Sample s1 and s2 were characterized by infrared absorption spectroscopy using a NICOLET 380 FT-IR from Thermo Electron Corporation (Waltham, MA, USA), while an IRSpirit from Shimadzu (Kyoto, Japan) was used for BaH₂. The samples were measured in the scanning range 500–4000 cm⁻¹ with 32 scans and a spectral resolution of 4 cm⁻¹. The 32 scans were averaged. Samples s1 and s2 were exposed to air for approximately 20 s during measurement, while BaH₂ was measured in an argon atmosphere.

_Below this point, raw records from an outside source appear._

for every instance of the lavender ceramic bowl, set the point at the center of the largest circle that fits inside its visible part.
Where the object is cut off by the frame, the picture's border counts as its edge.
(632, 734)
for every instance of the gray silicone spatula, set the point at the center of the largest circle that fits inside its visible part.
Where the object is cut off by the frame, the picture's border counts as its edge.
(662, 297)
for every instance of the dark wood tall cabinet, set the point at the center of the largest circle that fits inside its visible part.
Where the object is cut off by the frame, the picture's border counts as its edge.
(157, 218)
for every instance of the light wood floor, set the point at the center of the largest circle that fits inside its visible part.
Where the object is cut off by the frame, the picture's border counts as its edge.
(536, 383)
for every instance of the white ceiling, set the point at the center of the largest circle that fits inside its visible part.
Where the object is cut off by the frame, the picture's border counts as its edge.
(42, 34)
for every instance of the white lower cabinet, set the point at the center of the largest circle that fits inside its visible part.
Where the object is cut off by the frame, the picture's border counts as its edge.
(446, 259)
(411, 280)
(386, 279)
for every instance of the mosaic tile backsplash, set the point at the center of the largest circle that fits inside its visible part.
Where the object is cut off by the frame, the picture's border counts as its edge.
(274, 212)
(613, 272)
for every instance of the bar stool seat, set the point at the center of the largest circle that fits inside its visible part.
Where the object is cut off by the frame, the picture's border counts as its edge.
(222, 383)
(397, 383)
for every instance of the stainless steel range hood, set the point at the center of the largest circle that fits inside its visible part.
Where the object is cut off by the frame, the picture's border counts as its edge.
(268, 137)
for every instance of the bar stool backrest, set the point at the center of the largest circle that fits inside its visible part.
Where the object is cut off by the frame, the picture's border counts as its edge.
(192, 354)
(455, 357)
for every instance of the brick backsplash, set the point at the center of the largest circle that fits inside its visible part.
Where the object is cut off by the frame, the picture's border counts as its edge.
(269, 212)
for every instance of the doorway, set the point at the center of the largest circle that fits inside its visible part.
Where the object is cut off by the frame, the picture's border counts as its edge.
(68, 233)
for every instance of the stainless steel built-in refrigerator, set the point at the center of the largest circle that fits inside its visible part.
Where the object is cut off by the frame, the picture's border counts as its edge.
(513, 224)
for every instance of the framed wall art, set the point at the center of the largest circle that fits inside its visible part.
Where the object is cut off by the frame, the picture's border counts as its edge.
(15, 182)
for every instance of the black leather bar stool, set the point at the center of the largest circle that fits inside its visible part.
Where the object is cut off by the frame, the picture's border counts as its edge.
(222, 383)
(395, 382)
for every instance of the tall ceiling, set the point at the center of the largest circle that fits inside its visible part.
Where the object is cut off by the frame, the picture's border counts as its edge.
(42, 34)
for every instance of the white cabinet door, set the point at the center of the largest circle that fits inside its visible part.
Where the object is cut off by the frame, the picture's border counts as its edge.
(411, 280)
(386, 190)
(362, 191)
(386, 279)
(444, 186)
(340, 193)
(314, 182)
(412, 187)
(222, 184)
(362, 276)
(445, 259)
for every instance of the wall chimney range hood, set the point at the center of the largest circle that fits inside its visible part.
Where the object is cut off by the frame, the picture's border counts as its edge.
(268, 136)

3.5. Thermal Analysis and Mass Spectroscopy

Thermogravimetric analysis (TGA) and differential scanning calorimetry (DSC) were measured using a STA 6000 from PerkinElmer (Waltham, MA, USA) coupled with a mass spectrometer (MS), HPR-20 QMS sampling system from Hiden Analytical (Warrington, UK). Approximately 5 mg of sample were placed in a Al₂O₃ crucible and heated from 30 to 250 °C with a heating rate of ΔT/Δt = 5 °C/min and an argon flow of 40 mL/min. The outlet gases were detected for hydrogen (m/z = 2), ammonia (m/z = 17), diborane (m/z = 27) and borazine (m/z = 80) using mass spectrometry.

4. Conclusions

Synthesis, characterization and structure determination were carried out for the ammine barium borohydrides, Ba(BH₄)₂·xNH₃ (x = 1, 2). Ba(BH₄)₂·2NH₃ crystallizes in an orthorhombic unit cell with space group symmetry Pnc2, where Ba²⁺ is octahedrally coordinated to four bridging BH₄⁻ groups and two NH₃ groups, forming a two-dimensional layered structure, isostructural to Sr(BH₄)₂·2NH₃. A new structure type is observed for Ba(BH₄)₂·NH₃, which crystallizes in an orthorhombic unit cell with space group symmetry P2₁2₁2₁. Ba²⁺ is coordinated by one NH₃ molecule and six bridging BH₄⁻ groups in a square-face monocapped trigonal prismatic geometry, where the prisms are connected to form distorted hexagonal six-fold chains in the bc plane, which run along the a-axis. Ba(BH₄)₂·xNH₃ (x = 1, 2) decompose upon heating via the release of ammonia, similar to M(BH₄)₂·xNH₃ (M = Ca²⁺, Sr²⁺). Ba(BH₄)₂·2NH₃ is unstable at room temperature, and gradually releases NH₃, while it is fully decomposed to Ba(BH₄)₂·NH₃ at 55 °C. Ba(BH₄)₂·NH₃ fully decomposes to Ba(BH₄)₂ at 122 °C. The thermal stability is higher when measured by in situ SR-PXD performed in closed capillaries, due to the higher partial pressure of ammonia, which stabilizes the compounds. The decomposition temperature of the ammine alkaline earth metal (Ca, Sr and Ba) borohydrides decreases down the group due to the decreasing ionic radii of the metal cations. Sr(BH₄)₂·2NH₃ is significantly more stable than suggested by this simple relation, suggesting that other factors influence the thermal stability and that the ionic potential of the metal cation should be calculated to provide further insight.